Take my experience in 2018, when I almost bought a home in one of San Francisco’s prime neighborhoods for $4.5 million. It was a dream house with ample space for my family and work-from-home needs, plus a ground-floor suite for visiting relatives. But the financial reality of owning such a house, including the hefty property tax and the opportunity cost of not investing the down payment, was staggering. Owning a $4.5 million home would have meant an annual outlay of over $285,000 when factoring in lost investment income.

Renting, on the other hand, seemed a more economically sensible option, given the lower costs and greater flexibility. After nearly buying that expensive house, I decided instead to downsize significantly, which aligned better with our financial goals, especially as I no longer needed to commute and we valued a simpler lifestyle over a prestigious address.

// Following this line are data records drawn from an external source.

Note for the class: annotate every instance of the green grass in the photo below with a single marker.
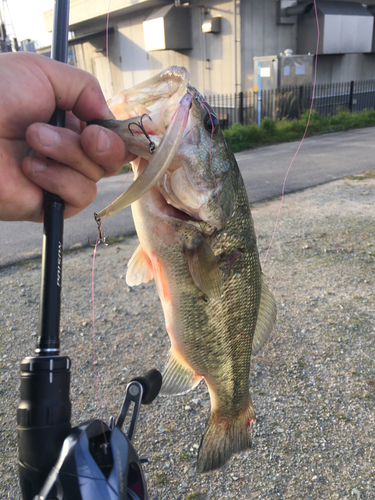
(240, 137)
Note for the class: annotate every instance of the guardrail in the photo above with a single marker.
(291, 102)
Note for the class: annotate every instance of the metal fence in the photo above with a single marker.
(292, 102)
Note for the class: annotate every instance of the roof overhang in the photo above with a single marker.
(84, 13)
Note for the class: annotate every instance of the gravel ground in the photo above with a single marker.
(313, 385)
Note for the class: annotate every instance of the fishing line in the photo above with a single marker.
(98, 239)
(304, 134)
(93, 305)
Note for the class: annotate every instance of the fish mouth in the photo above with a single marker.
(166, 100)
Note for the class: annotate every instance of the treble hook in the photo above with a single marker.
(102, 237)
(140, 125)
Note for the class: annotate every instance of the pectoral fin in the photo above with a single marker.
(204, 269)
(178, 377)
(266, 319)
(139, 268)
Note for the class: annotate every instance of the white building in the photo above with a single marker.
(217, 40)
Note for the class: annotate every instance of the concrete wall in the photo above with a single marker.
(261, 36)
(212, 60)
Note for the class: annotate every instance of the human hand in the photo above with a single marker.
(67, 161)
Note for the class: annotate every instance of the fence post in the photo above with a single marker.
(300, 102)
(351, 96)
(241, 108)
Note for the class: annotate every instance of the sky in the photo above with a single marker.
(27, 17)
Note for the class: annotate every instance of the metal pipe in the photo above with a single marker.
(235, 44)
(297, 10)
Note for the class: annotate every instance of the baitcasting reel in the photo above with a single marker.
(98, 462)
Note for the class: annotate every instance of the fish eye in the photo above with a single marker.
(211, 122)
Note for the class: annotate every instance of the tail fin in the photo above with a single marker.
(223, 437)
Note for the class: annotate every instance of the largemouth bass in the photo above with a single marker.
(197, 241)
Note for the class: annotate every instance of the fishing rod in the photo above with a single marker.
(92, 461)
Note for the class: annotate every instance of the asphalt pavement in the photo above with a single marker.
(321, 159)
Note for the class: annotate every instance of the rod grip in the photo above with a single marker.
(43, 418)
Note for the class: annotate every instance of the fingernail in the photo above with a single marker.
(103, 141)
(47, 136)
(37, 166)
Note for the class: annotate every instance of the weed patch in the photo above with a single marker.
(240, 137)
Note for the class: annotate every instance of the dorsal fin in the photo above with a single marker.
(139, 268)
(266, 319)
(204, 269)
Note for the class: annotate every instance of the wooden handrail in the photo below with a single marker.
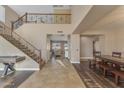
(19, 36)
(48, 14)
(39, 14)
(20, 18)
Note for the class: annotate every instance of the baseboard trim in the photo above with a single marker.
(74, 61)
(21, 69)
(86, 58)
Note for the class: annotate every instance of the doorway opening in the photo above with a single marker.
(58, 46)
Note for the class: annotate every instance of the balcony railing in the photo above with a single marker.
(46, 18)
(5, 30)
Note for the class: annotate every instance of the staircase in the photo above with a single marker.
(21, 44)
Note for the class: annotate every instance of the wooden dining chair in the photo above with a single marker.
(116, 54)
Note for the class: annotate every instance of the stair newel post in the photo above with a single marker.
(40, 65)
(12, 27)
(26, 15)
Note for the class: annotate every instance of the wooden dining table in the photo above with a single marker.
(114, 60)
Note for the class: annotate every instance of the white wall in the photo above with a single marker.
(78, 13)
(7, 49)
(75, 48)
(86, 46)
(107, 41)
(2, 14)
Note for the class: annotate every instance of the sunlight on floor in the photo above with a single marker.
(61, 63)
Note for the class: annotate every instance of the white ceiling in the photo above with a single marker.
(94, 15)
(21, 9)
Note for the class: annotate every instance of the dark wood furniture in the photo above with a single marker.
(116, 54)
(113, 69)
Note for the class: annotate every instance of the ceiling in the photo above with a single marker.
(94, 15)
(21, 9)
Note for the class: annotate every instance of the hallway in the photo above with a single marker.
(55, 74)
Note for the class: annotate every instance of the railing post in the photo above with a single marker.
(12, 27)
(26, 14)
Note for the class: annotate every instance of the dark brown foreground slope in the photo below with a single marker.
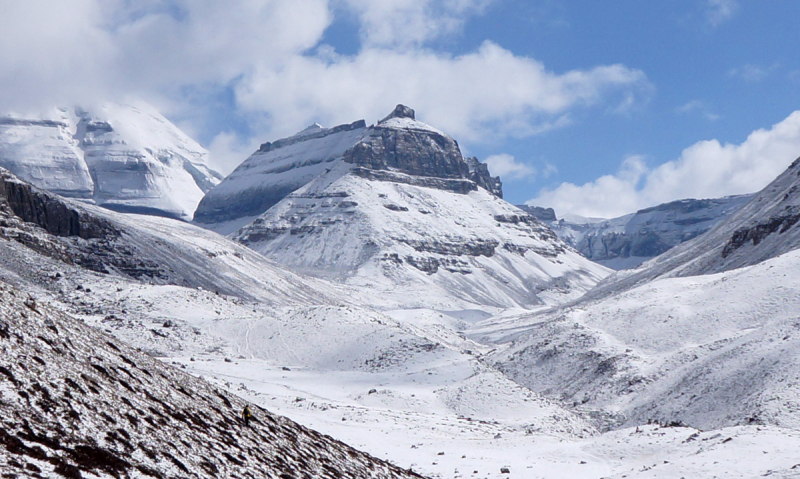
(75, 402)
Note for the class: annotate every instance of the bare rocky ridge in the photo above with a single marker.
(702, 335)
(628, 241)
(76, 402)
(765, 227)
(398, 149)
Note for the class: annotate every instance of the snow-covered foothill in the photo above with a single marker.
(706, 351)
(272, 172)
(630, 240)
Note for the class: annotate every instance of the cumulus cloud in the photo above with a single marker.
(53, 51)
(707, 169)
(269, 54)
(488, 92)
(752, 73)
(407, 23)
(227, 150)
(720, 11)
(508, 168)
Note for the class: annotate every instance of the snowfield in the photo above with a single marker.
(502, 371)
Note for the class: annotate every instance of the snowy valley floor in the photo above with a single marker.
(408, 387)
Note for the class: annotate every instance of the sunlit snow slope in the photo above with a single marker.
(687, 337)
(120, 156)
(398, 210)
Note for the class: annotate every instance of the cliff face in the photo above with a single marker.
(274, 171)
(55, 216)
(398, 149)
(404, 211)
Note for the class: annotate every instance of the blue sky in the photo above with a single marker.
(594, 108)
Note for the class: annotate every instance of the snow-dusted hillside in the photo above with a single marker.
(272, 172)
(407, 385)
(687, 337)
(120, 156)
(400, 212)
(62, 232)
(767, 226)
(628, 241)
(74, 402)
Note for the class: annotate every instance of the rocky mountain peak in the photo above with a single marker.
(124, 157)
(399, 149)
(400, 111)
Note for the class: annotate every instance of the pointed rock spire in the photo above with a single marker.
(400, 111)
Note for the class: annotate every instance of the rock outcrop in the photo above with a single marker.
(38, 227)
(398, 149)
(630, 240)
(766, 226)
(405, 212)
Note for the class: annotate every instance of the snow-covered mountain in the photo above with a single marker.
(395, 207)
(422, 388)
(630, 240)
(119, 156)
(38, 227)
(702, 335)
(763, 228)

Years later, in the fourth quarter of 2023, my perspective and financial situation had evolved enough that I felt comfortable purchasing another expensive home, which we viewed as our “forever home.” The market conditions at the time and a significant increase in our net worth made this feasible without compromising our financial security.

The takeaway from my experiences is clear: buying a home that you can comfortably afford is crucial. Luxurious homes can lead to a golden cage of high costs and economic vulnerability, especially in volatile markets. Instead, achieving financial independence often means making tough choices about consumption and lifestyle, prioritizing long-term financial health over short-term satisfaction.